Thursday, 13 February 2003
Impact of the Northwest Mexican Monsoon on Precipitation in the Central United States: A Moisture and PV Transport Perspective
Stephen M. Saleeby, Colorado State University, Fort Collins, CO; and W. R. Cotton
Poster PDF (3.0 MB)
The Colorado State University - Regional Atmospheric Modeling System (CSU-RAMS) is being used to examine linkages between the Mexican monsoon and precipitation on the Great Plains. Seasonal simulations have been performed for June-August of the 1988 drought year, 1993 mid-west flood year, and the 1997 El Nino year.

From vertical profiles of mixing ratio and moisture transport over the monsoon region, it appears there are two sources from which moist air is being advected into the U.S. At low-levels, the Gulf of California LLJ pushes moisture into southern AZ and NM, though this moisture remains contained to the southern half of these states. A moisture and wind convergence zone forms along the northern extent of the low-level moisture surge, and convection and precipitation form along this region. The increase in vertical moisture transport from the convection, along with southwesterly flow from the Pacific, aids in transporting this moisture into the mountain west at mid-levels.

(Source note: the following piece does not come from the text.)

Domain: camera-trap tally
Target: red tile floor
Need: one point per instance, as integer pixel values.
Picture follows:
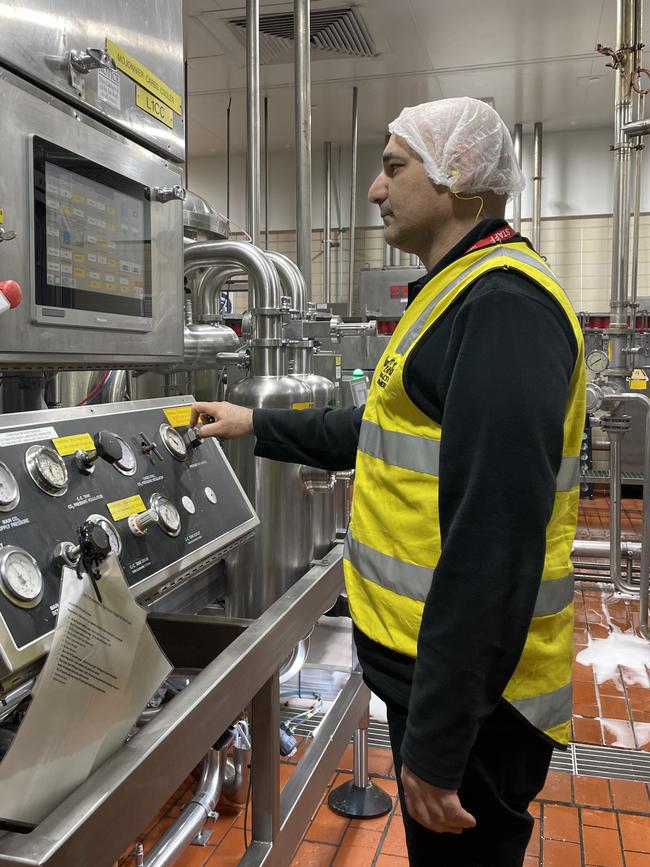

During surge events, flow from the SMO tends to be southwesterly and most influential at mid-levels. Plumes of moisture "break off" from the SMO, advect into the mountain states, and strengthen the mid-level moisture gradient in central to eastern NM and CO. The increase in moisture, along with the daily upslope flow and elevated heating in the mountains, aids in convective system formation that often focuses along the tight moisture gradient. These developing precipitation systems often experience further strengthening once they reach the high plains of CO. Following development, these systems propagate across the Great Plains over a period of 1-2 days. Their ability to maintain themselves depends on their local dynamics and the dynamics downstream.

During the monsoon, the vertical motion over the central U.S. is in a subsidence pattern, and the overall dynamics is less likely to support or generate its own convection. Many of the systems generated in the lee of the Rockies contain high PV air that has been transported from the convective regions along the SMO. The resulting strong PV gradient tends to induce localized upper-level jet streaks imbedded within the large-scale westerly flow over the U.S. The associated jet streak circulations increase vertical motion and precipitation formation along the right entrance region of the jet. From this, it may be possible for these convective systems to generate their own dynamical support to maintain themselves as they propagate downstream.

Sensitivity tests to variations in soil moisture and SSTs have also been performed. Decreased (increased) values in soil moisture and SSTs tend to decrease (increase) the surface latent heat flux and overall accumulated precipitation. The greatest impact of soil moisture variation is localized in the regions with the largest initial soil moisture values. A similar pattern holds true for changes to SSTs, such that the greatest impact is located in regions where the low-level flow advects air off of the warm waters of the Gulfs of Mexico and California. There are several locations, though, that appear to be affected in the opposite sense.